After a full-on day at work, my husband and I wanted to relax with a wholesome TV programme. Sir David Attenborough’s Frozen Planet II is meant to be good, my husband suggested. We debated whether we should wait and watch it with the kids but, too tired to think of what we could watch instead, we loaded up iPlayer.
One hour later, having watched the first episode of the new series, I turned off the TV, ashen-faced.
I had expected it to leave me feeling warm and fuzzy. Instead I was nauseous, and massively relieved that I was not born a seal – a sentence I never thought I would write.
But I felt even more relief that we didn’t watch it with our two sons. Twelve and six, they care passionately about nature. Hell, I did too – until this programme made me question it all. Because this is not really a nature show – it’s more an hour-long horror film where one defenceless cute animal after another meets a sickening end.
There is one scene, involving a grizzly bear and a newborn calf confused about who its mum really is, that is so viscerally upsetting I genuinely fear it might stay with me for life.
Only, what’s that? Hang on – a scrap of hope. Look! Another calf has managed to escape the grizzly bear. But where is its mother? Cue the camera zooming out, and you discover she is miles away. Leaving the calf stumbling in the snow to try and find her, only to collapse, left to die exhausted, freezing and alone. Dear God, life is bleak.

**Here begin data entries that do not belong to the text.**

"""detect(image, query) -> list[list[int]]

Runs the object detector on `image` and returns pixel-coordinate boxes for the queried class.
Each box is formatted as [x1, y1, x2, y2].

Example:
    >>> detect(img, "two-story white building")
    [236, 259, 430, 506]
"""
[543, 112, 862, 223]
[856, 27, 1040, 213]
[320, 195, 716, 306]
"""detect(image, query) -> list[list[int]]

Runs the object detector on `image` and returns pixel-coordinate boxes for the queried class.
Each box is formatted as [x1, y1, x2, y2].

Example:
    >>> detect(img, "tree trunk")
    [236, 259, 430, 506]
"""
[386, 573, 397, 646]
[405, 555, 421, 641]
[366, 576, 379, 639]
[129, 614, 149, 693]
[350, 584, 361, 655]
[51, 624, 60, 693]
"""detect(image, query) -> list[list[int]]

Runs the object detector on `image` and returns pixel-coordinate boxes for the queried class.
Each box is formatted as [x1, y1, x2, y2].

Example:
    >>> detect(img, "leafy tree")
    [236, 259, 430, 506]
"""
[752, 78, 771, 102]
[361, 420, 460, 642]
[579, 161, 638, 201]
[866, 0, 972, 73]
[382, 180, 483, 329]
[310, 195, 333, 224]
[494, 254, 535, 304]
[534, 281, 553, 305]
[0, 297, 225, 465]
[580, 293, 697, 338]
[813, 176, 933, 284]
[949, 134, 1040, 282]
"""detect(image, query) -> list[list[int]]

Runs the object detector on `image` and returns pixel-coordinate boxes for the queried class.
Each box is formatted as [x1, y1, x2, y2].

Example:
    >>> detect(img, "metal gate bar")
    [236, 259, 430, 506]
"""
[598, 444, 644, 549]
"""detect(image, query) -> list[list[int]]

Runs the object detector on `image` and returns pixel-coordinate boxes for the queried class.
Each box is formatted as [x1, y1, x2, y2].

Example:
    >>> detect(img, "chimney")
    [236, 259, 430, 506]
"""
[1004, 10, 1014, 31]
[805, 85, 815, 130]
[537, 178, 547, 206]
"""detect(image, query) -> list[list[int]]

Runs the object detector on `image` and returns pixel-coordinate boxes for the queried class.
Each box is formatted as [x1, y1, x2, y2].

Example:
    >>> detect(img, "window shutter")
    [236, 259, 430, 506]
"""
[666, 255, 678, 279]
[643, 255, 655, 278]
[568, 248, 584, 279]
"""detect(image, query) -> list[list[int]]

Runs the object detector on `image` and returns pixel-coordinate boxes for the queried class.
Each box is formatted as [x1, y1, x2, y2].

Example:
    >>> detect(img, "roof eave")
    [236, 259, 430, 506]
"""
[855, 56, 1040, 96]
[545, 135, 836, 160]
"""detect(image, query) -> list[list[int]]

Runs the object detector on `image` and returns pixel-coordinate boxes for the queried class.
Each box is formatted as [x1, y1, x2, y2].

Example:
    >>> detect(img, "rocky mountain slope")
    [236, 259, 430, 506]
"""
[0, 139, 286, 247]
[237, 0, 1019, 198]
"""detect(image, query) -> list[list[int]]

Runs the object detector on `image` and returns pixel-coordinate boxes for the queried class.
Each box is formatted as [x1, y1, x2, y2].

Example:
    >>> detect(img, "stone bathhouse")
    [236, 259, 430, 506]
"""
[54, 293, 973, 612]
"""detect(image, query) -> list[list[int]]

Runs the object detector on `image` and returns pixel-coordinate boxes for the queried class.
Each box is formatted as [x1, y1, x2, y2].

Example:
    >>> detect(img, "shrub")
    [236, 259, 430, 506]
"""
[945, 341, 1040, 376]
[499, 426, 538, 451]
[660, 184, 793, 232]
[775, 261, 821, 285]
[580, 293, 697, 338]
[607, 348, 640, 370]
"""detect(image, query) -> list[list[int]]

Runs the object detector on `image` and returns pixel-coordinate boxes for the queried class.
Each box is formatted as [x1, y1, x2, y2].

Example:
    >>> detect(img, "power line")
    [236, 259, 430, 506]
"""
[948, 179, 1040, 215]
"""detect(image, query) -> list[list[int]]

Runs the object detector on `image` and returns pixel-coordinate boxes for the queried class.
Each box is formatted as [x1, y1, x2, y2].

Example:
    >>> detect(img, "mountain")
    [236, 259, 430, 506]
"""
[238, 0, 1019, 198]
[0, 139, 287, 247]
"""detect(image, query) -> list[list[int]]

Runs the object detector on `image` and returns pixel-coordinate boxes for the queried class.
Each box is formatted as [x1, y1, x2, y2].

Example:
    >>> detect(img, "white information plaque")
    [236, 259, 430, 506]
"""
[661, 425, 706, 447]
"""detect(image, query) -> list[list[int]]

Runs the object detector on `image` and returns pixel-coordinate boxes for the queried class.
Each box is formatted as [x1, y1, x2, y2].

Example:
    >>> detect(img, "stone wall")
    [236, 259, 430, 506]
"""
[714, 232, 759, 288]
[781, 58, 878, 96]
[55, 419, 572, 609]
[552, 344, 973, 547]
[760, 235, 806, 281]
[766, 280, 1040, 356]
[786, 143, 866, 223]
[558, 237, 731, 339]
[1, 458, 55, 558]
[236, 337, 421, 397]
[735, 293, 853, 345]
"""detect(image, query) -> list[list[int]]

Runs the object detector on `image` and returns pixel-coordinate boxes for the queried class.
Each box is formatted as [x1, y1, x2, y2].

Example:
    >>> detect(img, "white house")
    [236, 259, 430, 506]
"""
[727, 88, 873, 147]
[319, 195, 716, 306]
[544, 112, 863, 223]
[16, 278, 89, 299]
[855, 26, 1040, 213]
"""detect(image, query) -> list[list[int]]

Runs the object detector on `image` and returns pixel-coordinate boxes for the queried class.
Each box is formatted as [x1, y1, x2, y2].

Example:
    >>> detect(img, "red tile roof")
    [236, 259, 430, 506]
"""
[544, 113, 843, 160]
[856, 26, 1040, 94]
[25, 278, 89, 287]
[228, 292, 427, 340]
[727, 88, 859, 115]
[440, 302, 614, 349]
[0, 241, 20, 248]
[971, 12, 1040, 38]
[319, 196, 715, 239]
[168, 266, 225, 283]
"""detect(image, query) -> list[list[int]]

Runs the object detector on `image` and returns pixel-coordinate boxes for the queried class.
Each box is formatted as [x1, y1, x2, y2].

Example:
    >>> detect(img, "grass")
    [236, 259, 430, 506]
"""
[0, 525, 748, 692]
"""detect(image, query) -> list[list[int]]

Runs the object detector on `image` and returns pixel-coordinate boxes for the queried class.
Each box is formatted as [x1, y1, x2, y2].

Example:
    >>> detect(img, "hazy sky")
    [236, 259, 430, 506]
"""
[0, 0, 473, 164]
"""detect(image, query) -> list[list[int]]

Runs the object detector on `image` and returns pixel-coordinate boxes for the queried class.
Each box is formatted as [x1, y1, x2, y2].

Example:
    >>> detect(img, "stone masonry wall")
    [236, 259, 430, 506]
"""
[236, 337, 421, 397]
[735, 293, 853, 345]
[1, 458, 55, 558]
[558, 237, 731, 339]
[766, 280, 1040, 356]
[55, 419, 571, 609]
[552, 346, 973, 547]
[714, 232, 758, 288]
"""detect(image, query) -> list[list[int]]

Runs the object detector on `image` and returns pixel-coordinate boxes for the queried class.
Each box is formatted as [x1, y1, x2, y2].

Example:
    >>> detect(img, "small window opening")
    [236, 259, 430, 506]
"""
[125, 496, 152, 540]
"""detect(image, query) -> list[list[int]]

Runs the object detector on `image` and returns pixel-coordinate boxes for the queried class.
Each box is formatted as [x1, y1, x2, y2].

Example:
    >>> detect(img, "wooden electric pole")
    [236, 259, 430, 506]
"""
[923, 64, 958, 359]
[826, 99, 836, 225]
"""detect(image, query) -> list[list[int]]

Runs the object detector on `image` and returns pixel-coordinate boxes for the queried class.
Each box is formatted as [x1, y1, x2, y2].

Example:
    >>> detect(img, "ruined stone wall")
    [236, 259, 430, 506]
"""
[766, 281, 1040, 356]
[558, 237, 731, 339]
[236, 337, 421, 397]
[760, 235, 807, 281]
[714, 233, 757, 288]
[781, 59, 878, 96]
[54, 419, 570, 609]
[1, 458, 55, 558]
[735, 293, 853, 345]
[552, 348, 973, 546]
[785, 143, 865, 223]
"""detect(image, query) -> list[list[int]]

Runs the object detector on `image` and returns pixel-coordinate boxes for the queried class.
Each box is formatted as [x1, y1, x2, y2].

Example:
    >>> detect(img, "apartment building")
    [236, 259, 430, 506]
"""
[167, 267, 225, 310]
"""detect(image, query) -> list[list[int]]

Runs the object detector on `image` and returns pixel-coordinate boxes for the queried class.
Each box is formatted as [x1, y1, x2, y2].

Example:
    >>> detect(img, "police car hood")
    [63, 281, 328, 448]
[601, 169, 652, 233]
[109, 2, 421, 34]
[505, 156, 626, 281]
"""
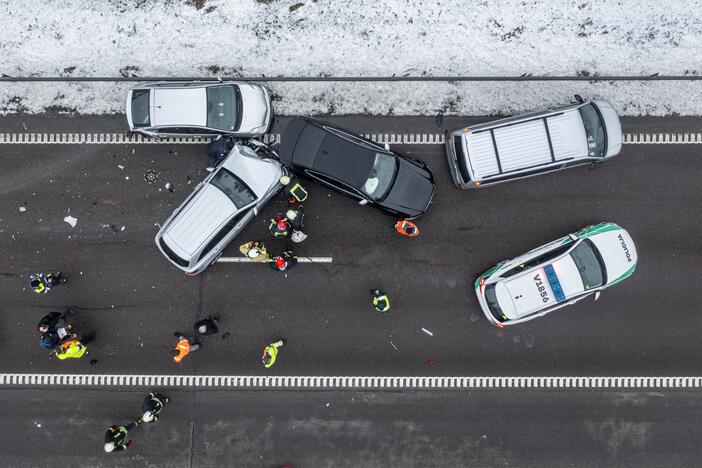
[500, 257, 584, 319]
[589, 229, 638, 284]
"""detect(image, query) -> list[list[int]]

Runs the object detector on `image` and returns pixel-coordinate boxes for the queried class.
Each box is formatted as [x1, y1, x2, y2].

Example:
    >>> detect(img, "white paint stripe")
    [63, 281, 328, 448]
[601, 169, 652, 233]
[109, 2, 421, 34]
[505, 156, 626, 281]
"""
[1, 132, 701, 145]
[1, 374, 701, 388]
[217, 256, 333, 263]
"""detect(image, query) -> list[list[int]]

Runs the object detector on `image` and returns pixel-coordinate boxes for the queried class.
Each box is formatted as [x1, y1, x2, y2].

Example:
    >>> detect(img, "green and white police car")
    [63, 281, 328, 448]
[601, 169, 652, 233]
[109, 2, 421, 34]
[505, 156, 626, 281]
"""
[475, 222, 637, 327]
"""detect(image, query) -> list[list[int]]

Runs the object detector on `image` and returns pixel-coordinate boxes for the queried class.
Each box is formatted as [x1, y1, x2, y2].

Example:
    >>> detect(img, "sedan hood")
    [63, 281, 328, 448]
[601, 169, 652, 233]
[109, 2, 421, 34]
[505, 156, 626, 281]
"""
[238, 84, 270, 133]
[381, 158, 434, 218]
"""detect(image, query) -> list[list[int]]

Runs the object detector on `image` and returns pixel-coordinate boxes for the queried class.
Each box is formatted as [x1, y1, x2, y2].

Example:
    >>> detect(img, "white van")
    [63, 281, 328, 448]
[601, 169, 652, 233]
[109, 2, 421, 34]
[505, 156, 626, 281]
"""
[445, 98, 622, 189]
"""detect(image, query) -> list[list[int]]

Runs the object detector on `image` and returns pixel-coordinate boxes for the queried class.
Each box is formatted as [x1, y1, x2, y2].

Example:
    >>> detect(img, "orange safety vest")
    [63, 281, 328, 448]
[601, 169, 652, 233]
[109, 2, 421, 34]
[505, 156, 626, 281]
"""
[394, 220, 420, 237]
[173, 338, 190, 363]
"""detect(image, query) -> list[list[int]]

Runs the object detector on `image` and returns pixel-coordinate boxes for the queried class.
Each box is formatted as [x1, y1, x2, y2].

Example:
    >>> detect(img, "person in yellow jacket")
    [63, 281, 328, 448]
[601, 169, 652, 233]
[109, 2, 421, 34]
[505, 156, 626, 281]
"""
[53, 334, 94, 360]
[261, 338, 286, 368]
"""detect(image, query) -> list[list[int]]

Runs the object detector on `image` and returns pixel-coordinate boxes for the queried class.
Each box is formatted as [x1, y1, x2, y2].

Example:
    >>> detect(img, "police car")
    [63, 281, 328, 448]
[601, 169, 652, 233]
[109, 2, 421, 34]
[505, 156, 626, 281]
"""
[475, 222, 637, 327]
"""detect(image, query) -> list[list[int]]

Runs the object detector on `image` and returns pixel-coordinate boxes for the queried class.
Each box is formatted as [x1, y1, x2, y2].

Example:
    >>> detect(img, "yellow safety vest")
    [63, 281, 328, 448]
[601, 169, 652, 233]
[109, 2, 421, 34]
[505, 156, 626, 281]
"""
[57, 341, 87, 360]
[373, 294, 390, 312]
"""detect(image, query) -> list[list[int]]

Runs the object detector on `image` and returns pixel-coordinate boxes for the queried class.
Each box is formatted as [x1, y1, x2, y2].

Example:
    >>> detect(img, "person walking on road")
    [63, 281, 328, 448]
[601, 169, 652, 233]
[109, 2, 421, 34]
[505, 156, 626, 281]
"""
[280, 175, 309, 205]
[53, 334, 94, 360]
[104, 421, 139, 452]
[371, 289, 390, 313]
[194, 314, 220, 336]
[269, 249, 298, 272]
[29, 272, 66, 294]
[269, 214, 290, 239]
[141, 392, 170, 423]
[239, 240, 270, 262]
[262, 339, 286, 368]
[173, 333, 200, 363]
[394, 219, 420, 237]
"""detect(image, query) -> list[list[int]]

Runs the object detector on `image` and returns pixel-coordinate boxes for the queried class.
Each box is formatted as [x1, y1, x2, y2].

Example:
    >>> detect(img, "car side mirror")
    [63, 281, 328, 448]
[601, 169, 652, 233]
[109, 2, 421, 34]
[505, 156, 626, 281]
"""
[574, 94, 584, 103]
[588, 161, 598, 171]
[253, 207, 259, 216]
[358, 199, 369, 206]
[568, 234, 577, 241]
[593, 291, 601, 301]
[384, 143, 390, 151]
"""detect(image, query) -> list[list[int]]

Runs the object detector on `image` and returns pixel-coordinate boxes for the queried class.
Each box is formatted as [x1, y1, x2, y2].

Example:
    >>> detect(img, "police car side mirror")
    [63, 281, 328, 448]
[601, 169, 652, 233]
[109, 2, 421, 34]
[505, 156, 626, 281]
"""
[593, 291, 601, 301]
[358, 199, 369, 206]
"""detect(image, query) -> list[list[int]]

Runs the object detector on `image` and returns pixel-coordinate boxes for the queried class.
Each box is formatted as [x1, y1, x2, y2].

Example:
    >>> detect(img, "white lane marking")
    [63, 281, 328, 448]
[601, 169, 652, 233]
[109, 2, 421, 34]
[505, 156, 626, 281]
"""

I feel so strongly about it I want to warn all well-meaning parents, who may, as I write this piece, be settling down on their sofa with their small, wide-eyed children. “Don’t do it!” I want to cry – you may end up inadvertently traumatising your offspring for life.
If they do hit play, they will realise, as their children’s expressions drop, that nature programmes have come a long way from the ones we watched when we were kids, when you would brace yourself for one upsetting scene – in which a dehydrated gazelle took a sip in the inviting water only for the crocodile to strike – but then there would be no more death in the programme.
Now, it’s a succession of gory endings. Frozen Planet II gobbles you up and spits you out at the end. Far from calmed by nature, I felt revolted by it.
Of course, discovering that the natural world, like the human one, can be brutal, senseless and random is a key part of growing up, and one of the most difficult lessons. I remember resisting it, feeling furious with the cameraman, and even saintly Sir David, for allowing the poor animal to die when they could have intervened.
I would comfort myself with the thought that perhaps it looked like the seal was being mauled to death but really it was just an unfortunate angle and the cameraman, after the film stopped rolling, saved it, got out his or her first-aid kid and dedicated the next two weeks to nursing it back to life.
Only now, after watching a poor seal desperately cling to a scrap of floating ice that was in the midst of a tidal wave created by four killer whales whacking their huge tails in the water so they could upend the poor thing… there was no comfort to be had.
Life is brutish and short, said Thomas Hobbes, the renowned pessimist thinker. Having watched Frozen Planet II, I now know what he means in full Technicolor detail. Only I’m not sure I needed reminding quite so often – and I’m pretty sure the series should have had a content warning: all cute animals were harmed in the making of this show. Young children, look away now.